Dan kalau kita memahami makna ilah, maka kita akan mengetahui bahwa apa
yang dilakukan oleh si fulan atau masyarakat fulani itu adalah
mempertuhankan selain Allah.
Ilaah, definisinya adalah: Apa yang engkau tuju dengan sesuatu hal dalam rangka mencari manfaat atau menolak bala (bencana).
Kalimat “dengan sesuatu hal” adalah suatu tindakan atau suatu perbuatan. Dengan contoh:
Contoh 1:
Batu
besar (ini adalah sesuatu), lalu orang datang menuju ke batu besar
tersebut dengan sesajian, bisa berbentuk cerutu, kopi pahit, atau
rujak-rujakan, atau apa saja, ataupun bekakak ayam. Batu ini adalah
sesuatu yang dituju oleh orang tersebut dengan suatu hal tadi (sesajian,
cerutu, dll) pasti ada maksudnya, karena tidak mungkin seseorang
menyimpan sesajian-sesajian pada batu besar tersebut dengan tujuan agar
dimakan semut. Tidak… bukan itu maksudnya, akan tetapi maksudnya adalah
sebagai bentuk mencari manfaat atau tolak bala.Adayang minta dijauhkan
dari bala (bencana), karena menurut keyakinannya bahwa pada batu besar
itu ada yang menunggunya.
Ketika orang tadi melakukan
tindakan pada batu besar itu dengan persembahan-persembahan tadi dalam
rangka tolak bala atau minta manfaat, berarti batu besar ini adalah
ilaah yang dipertuhankan selain Allah, sehingga pengucapan Laa ilaaha
illallaah itu adalah tidak benar… bohong !, dengan kata lain orang
tersebut belum muslim meskipun dia shalat, shaum, zakat, haji, dan
lainnya.
Contoh 2:
Pohon besar, dituju oleh
seseorang atau masyarakat dengan sesuatu hal tadi (sesajian-sesajian).

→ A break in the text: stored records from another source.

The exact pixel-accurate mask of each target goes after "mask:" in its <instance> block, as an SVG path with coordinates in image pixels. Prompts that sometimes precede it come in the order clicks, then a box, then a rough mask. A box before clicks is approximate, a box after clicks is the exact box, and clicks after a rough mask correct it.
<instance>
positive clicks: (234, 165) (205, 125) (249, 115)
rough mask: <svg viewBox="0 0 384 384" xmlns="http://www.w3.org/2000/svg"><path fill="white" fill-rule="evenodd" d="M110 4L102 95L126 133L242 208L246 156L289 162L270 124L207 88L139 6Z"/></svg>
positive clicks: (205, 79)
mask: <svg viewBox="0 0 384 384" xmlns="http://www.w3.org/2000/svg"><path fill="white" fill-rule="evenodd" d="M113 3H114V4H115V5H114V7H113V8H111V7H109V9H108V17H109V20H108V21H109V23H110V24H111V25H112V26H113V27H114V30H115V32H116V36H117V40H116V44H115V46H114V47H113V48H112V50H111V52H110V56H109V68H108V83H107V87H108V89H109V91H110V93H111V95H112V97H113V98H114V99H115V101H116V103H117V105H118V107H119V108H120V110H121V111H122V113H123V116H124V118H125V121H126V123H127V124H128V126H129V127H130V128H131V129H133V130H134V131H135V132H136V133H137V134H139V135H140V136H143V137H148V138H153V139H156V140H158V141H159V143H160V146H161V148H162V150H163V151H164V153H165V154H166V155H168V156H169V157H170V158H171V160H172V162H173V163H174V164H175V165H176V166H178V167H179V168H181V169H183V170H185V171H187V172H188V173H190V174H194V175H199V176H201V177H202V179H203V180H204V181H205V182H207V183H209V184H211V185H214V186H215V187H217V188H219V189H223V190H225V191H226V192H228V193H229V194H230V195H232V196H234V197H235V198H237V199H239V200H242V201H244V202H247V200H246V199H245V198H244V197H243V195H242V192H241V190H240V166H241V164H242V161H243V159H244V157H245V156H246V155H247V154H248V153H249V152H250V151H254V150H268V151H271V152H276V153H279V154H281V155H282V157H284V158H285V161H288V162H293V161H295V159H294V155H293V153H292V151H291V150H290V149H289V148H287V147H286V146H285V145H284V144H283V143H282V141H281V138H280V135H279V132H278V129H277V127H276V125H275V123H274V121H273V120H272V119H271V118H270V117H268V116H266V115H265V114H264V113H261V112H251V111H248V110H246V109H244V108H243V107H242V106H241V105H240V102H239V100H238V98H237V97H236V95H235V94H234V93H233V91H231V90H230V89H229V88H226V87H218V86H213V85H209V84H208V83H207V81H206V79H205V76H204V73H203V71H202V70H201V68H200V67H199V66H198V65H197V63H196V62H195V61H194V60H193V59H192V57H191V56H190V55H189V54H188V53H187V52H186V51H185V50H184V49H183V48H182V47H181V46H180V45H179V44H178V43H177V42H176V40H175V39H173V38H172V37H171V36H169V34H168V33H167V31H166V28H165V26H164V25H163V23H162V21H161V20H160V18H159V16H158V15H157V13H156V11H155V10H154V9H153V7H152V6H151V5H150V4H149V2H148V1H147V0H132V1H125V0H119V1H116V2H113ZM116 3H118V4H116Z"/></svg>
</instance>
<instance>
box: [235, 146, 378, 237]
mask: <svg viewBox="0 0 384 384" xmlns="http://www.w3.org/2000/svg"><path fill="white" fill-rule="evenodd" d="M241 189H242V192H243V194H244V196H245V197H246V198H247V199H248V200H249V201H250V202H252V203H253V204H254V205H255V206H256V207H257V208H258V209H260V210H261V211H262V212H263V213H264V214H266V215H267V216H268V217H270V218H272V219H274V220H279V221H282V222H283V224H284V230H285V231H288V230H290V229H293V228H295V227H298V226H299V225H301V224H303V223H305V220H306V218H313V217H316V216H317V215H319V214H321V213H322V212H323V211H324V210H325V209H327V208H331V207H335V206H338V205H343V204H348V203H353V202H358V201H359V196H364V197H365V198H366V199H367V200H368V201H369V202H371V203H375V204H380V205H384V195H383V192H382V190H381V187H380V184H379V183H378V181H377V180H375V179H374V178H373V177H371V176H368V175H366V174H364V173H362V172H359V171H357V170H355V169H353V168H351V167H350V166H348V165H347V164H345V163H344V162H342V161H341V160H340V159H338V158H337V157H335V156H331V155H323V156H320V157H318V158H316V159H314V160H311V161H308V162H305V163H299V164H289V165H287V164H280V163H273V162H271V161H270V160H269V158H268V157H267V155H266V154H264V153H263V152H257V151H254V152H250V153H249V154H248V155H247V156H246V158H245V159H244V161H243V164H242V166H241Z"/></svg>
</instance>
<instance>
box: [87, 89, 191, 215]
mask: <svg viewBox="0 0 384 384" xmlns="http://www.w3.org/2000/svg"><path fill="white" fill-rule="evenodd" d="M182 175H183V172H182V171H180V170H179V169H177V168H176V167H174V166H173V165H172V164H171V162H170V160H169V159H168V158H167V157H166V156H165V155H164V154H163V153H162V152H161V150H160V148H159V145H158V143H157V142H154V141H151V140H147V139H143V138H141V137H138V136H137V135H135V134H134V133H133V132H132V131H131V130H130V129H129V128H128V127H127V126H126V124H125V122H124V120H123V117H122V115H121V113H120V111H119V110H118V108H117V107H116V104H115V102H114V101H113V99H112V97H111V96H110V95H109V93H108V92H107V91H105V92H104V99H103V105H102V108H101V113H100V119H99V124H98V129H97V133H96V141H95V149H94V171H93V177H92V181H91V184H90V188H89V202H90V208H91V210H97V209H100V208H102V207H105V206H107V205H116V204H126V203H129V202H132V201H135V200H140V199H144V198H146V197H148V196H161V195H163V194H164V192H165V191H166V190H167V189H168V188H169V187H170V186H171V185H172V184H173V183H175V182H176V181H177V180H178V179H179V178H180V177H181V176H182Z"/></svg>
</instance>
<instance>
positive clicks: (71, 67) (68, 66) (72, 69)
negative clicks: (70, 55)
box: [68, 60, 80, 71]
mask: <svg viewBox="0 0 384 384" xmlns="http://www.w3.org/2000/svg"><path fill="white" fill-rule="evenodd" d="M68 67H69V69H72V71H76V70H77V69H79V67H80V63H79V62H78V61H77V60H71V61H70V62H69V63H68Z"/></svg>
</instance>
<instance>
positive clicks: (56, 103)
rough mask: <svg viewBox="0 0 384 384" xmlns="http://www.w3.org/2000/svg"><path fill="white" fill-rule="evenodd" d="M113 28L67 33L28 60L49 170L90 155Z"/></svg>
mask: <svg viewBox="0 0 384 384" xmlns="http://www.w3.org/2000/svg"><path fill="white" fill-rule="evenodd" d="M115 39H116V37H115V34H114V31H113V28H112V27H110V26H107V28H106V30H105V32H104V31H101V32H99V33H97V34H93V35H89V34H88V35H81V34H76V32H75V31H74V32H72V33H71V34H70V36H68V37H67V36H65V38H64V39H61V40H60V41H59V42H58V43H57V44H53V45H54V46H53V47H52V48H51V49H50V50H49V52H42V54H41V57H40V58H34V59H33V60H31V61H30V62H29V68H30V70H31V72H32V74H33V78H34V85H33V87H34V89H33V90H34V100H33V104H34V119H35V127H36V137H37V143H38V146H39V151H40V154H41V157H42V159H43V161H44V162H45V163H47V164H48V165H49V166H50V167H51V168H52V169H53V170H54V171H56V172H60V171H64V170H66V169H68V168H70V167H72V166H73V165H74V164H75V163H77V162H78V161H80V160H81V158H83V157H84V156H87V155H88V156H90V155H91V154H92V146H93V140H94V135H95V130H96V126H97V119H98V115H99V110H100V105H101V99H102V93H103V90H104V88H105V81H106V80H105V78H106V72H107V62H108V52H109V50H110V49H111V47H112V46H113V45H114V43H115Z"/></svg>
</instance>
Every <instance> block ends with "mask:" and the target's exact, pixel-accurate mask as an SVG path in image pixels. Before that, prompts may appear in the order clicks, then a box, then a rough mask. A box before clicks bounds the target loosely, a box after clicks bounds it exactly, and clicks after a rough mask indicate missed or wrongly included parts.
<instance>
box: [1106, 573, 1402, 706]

Pasti ada maksudnya, kalau bukan tolak bala berarti meminta manfaat.
Berarti
disini pohon besar itu adalah dipertuhankan selain Allah dengan kata
lain bahwa orang yang melakukannya itu telah melanggar Laa ilaaha
illallaah atau dia belum muslim, karena seharusnya dia meninggalkan hal
itu.
Contoh 3:
Dewi Nyi Roro Kidul… biasanya orang
pantai selatan, mereka datang ke pantai tersebut menuju Nyi Roro Kidul
dengan suatu hal seperti “Pesta Laut”, dengan cara melemparkan
makanan-makanan ke laut untuk persembahan ke Dewi Nyi Roro Kidul, kata
mereka ada maksudnya… apa? yaitu tolak bala atau cari manfaat.
Disini
berarti Nyi Roro Kidul itu adalah ilaah, yang telah dipertuhankan
selain Allah. Mereka yang melakukan pesta laut itu adalah orang-orang
musyrik ! bukan orang-orang muslim.
Contoh 4:
Di
sebagian masyarakat ada yang berkeyakinan bahwa Dewi Sri itu adalah Dewi
Padi. Petani datang ke sawah dengan membawa kelapa muda atau
rujak-rujakkan atau terkadang tumpeng, lalu disimpan di pematang sawah.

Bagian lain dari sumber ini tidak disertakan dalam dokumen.